Even though it was recommended to designate a single authority to implement anti-spam legislation and other related matters, several other authorities may have different functions in implementing anti-spam legislation or may deal directly or indirectly with spam and spammer (these include the central bank, security agencies, and trade commissions, for instance). While conflicts tend to occur within the ruling authorities–especially in the civil, administrative, and criminal proceedings against the same spammer—national coordination between such authorities is essential and recommended by the Toolkit. A clear coordination mechanism between those governmental authorities will overcome the problem as proposed by the Toolkit. The mechanism could be adopted as a mutual agreement or task force or guidelines; different countries worldwide such as the USA, France, Italy, and Germany have adopted this approach.
Moreover, the policymakers must designate a single responsible authority for cross-border cooperation, especially since spam in most cases is an international matter that knows no physical boundaries and needs cross-border cooperation in order for the countries to facilitate the enforcement of national anti-spam strategic plan and its legislation, to seize the spammers, and to impose effective sanctions.
Cross-border enforcement co-operation
It’s as much of a cross-national as it is a national challenge to implement and enforce anti-spam legislation; for example while the spammer might breach the British law, he might be located in India. In this situation cooperation between the British and Indian authorities is essential so as to gather the necessary information and evidence, to seize the spammer along with any evidence and other related documentation, or to even enforce any sanction that might be imposed by the British authorities.

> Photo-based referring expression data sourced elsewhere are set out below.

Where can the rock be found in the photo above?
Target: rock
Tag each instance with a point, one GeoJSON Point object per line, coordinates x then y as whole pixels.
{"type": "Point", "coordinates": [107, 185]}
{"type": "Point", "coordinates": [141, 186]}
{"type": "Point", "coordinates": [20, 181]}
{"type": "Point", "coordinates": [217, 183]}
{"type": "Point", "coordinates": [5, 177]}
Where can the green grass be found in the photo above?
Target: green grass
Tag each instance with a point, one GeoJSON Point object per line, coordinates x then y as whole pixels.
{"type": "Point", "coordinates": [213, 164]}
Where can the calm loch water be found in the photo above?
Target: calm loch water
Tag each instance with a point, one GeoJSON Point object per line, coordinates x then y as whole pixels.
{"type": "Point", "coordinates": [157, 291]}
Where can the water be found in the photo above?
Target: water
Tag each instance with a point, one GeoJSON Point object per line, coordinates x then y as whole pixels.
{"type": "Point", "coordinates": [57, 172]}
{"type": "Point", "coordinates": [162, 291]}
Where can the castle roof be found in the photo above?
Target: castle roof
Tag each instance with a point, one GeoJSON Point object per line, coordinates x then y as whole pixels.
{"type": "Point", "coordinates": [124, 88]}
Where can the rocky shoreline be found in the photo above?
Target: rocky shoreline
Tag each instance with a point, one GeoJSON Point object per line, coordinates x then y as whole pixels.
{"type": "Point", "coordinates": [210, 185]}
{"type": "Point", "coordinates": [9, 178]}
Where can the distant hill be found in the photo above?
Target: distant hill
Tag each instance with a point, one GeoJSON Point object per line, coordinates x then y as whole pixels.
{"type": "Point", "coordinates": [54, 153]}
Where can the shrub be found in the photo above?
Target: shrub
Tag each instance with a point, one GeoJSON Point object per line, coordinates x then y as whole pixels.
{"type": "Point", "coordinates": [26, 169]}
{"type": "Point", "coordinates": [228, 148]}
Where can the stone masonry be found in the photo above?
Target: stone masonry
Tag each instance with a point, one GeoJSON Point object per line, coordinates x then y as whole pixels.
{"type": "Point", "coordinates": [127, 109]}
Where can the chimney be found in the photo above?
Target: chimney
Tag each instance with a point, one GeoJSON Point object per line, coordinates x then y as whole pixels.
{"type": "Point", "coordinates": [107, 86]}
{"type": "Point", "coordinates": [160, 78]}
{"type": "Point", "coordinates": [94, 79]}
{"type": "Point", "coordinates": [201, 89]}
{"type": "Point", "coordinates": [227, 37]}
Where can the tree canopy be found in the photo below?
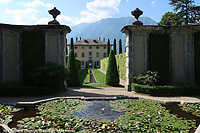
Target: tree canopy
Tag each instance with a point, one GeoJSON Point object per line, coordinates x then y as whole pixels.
{"type": "Point", "coordinates": [186, 10]}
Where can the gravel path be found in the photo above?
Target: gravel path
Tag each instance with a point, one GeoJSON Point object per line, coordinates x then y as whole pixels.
{"type": "Point", "coordinates": [99, 92]}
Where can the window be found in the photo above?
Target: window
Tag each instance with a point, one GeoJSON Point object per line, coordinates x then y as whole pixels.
{"type": "Point", "coordinates": [97, 54]}
{"type": "Point", "coordinates": [82, 63]}
{"type": "Point", "coordinates": [90, 54]}
{"type": "Point", "coordinates": [104, 54]}
{"type": "Point", "coordinates": [83, 54]}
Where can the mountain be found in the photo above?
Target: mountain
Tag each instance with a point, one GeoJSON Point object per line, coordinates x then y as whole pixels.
{"type": "Point", "coordinates": [109, 28]}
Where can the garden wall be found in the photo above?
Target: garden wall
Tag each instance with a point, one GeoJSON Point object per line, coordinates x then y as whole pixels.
{"type": "Point", "coordinates": [17, 50]}
{"type": "Point", "coordinates": [121, 65]}
{"type": "Point", "coordinates": [146, 46]}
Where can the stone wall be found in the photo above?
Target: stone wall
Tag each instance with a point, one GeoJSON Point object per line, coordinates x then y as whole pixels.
{"type": "Point", "coordinates": [181, 51]}
{"type": "Point", "coordinates": [10, 49]}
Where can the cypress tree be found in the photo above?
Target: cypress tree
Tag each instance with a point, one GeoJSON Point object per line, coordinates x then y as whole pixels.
{"type": "Point", "coordinates": [86, 65]}
{"type": "Point", "coordinates": [120, 46]}
{"type": "Point", "coordinates": [108, 47]}
{"type": "Point", "coordinates": [112, 75]}
{"type": "Point", "coordinates": [72, 43]}
{"type": "Point", "coordinates": [72, 73]}
{"type": "Point", "coordinates": [115, 48]}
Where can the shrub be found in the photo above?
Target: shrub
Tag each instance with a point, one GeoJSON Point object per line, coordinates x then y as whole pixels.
{"type": "Point", "coordinates": [151, 78]}
{"type": "Point", "coordinates": [48, 75]}
{"type": "Point", "coordinates": [112, 75]}
{"type": "Point", "coordinates": [167, 90]}
{"type": "Point", "coordinates": [72, 73]}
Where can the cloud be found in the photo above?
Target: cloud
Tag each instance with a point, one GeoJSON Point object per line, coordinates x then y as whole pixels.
{"type": "Point", "coordinates": [99, 9]}
{"type": "Point", "coordinates": [5, 1]}
{"type": "Point", "coordinates": [23, 17]}
{"type": "Point", "coordinates": [153, 2]}
{"type": "Point", "coordinates": [37, 3]}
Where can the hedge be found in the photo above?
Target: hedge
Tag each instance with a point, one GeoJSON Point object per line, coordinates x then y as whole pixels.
{"type": "Point", "coordinates": [33, 52]}
{"type": "Point", "coordinates": [121, 65]}
{"type": "Point", "coordinates": [167, 90]}
{"type": "Point", "coordinates": [197, 57]}
{"type": "Point", "coordinates": [159, 51]}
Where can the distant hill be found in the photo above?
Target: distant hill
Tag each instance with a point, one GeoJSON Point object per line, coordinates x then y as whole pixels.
{"type": "Point", "coordinates": [106, 28]}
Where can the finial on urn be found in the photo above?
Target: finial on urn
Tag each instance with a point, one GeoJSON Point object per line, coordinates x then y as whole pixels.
{"type": "Point", "coordinates": [54, 12]}
{"type": "Point", "coordinates": [136, 13]}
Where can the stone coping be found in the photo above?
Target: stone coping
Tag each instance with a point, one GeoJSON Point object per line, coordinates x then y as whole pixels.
{"type": "Point", "coordinates": [102, 98]}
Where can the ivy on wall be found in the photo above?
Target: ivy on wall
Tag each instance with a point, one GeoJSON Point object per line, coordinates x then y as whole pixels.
{"type": "Point", "coordinates": [197, 57]}
{"type": "Point", "coordinates": [159, 51]}
{"type": "Point", "coordinates": [33, 52]}
{"type": "Point", "coordinates": [121, 65]}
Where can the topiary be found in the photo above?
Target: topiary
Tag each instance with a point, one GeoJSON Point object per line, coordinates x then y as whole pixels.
{"type": "Point", "coordinates": [112, 75]}
{"type": "Point", "coordinates": [72, 73]}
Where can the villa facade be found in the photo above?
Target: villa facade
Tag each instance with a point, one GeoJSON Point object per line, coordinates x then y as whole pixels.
{"type": "Point", "coordinates": [90, 51]}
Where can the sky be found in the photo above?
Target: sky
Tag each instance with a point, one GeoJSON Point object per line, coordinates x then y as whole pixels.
{"type": "Point", "coordinates": [74, 12]}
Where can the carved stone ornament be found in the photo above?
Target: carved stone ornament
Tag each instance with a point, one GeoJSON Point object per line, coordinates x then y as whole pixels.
{"type": "Point", "coordinates": [136, 13]}
{"type": "Point", "coordinates": [54, 12]}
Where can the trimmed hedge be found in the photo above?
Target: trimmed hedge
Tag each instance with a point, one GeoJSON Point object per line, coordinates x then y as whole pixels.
{"type": "Point", "coordinates": [159, 51]}
{"type": "Point", "coordinates": [167, 90]}
{"type": "Point", "coordinates": [197, 57]}
{"type": "Point", "coordinates": [121, 65]}
{"type": "Point", "coordinates": [33, 52]}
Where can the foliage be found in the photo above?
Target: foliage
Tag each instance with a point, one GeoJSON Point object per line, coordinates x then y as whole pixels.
{"type": "Point", "coordinates": [120, 46]}
{"type": "Point", "coordinates": [151, 78]}
{"type": "Point", "coordinates": [32, 49]}
{"type": "Point", "coordinates": [72, 73]}
{"type": "Point", "coordinates": [108, 47]}
{"type": "Point", "coordinates": [48, 75]}
{"type": "Point", "coordinates": [5, 112]}
{"type": "Point", "coordinates": [170, 19]}
{"type": "Point", "coordinates": [197, 57]}
{"type": "Point", "coordinates": [112, 75]}
{"type": "Point", "coordinates": [167, 90]}
{"type": "Point", "coordinates": [78, 63]}
{"type": "Point", "coordinates": [148, 116]}
{"type": "Point", "coordinates": [72, 44]}
{"type": "Point", "coordinates": [84, 76]}
{"type": "Point", "coordinates": [193, 108]}
{"type": "Point", "coordinates": [114, 46]}
{"type": "Point", "coordinates": [121, 65]}
{"type": "Point", "coordinates": [159, 51]}
{"type": "Point", "coordinates": [86, 65]}
{"type": "Point", "coordinates": [186, 10]}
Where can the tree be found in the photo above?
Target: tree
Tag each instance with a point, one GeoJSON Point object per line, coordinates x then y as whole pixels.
{"type": "Point", "coordinates": [108, 47]}
{"type": "Point", "coordinates": [120, 46]}
{"type": "Point", "coordinates": [86, 65]}
{"type": "Point", "coordinates": [186, 10]}
{"type": "Point", "coordinates": [72, 44]}
{"type": "Point", "coordinates": [115, 48]}
{"type": "Point", "coordinates": [72, 73]}
{"type": "Point", "coordinates": [112, 75]}
{"type": "Point", "coordinates": [170, 19]}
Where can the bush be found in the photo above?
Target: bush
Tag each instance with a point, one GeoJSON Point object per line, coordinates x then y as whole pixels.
{"type": "Point", "coordinates": [151, 78]}
{"type": "Point", "coordinates": [112, 75]}
{"type": "Point", "coordinates": [167, 90]}
{"type": "Point", "coordinates": [72, 73]}
{"type": "Point", "coordinates": [48, 75]}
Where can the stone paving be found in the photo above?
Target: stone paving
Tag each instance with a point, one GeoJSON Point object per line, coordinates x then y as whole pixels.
{"type": "Point", "coordinates": [100, 92]}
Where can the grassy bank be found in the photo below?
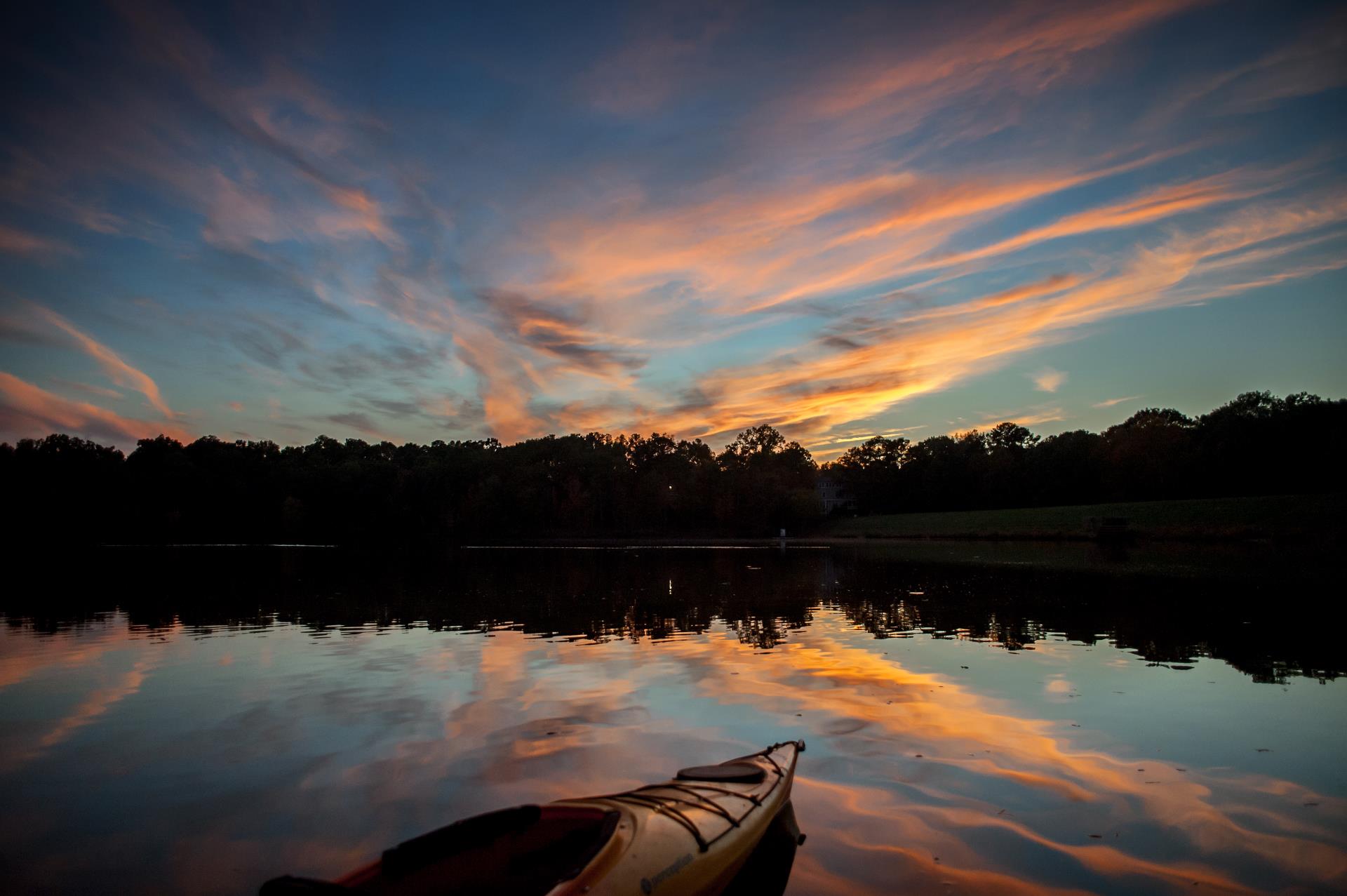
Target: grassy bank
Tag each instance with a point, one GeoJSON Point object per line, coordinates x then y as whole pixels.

Hence, many authorities in both countries will have powers at different stages and that should be through a clear mechanism that encourages cooperation by identifying national focal points, methods, and techniques in gathering, seizing and providing electronic evidences to other countries, with particular emphasis on privacy issues involved in the cross-border transmission of evidence, and any other related issues.
Taking into account the facts above, the Toolkit presents some alternatives to facilitate cross-border cooperation, such as Memoranda of Understanding, informal cooperation agreements, research centers like "Spot-Spam" and "Signal-Spam," and establishing a contact network of spam enforcement authorities, pro form and guidelines. Moreover, the Toolkit refers to existing criminal law enforcement cooperation networks and mutual legal assistance instruments, which already allow countries to cooperate and share information in case of criminal investigation and prosecution involving criminal spam and other forms of cybercrime. Hence, the policymakers should encourage authorities concerned with spam to cooperate on an international basis through MOU or by entering into agreement with other countries or international organizations.
These powers will not just improve the enforcement of the national legislation, but will also improve the national ability of a country to investigate and seize spam, impose sanction, share information and experience, train national enforcement employees, improve cooperation, request for assistance, and develop new cooperative models between enforcement authorities.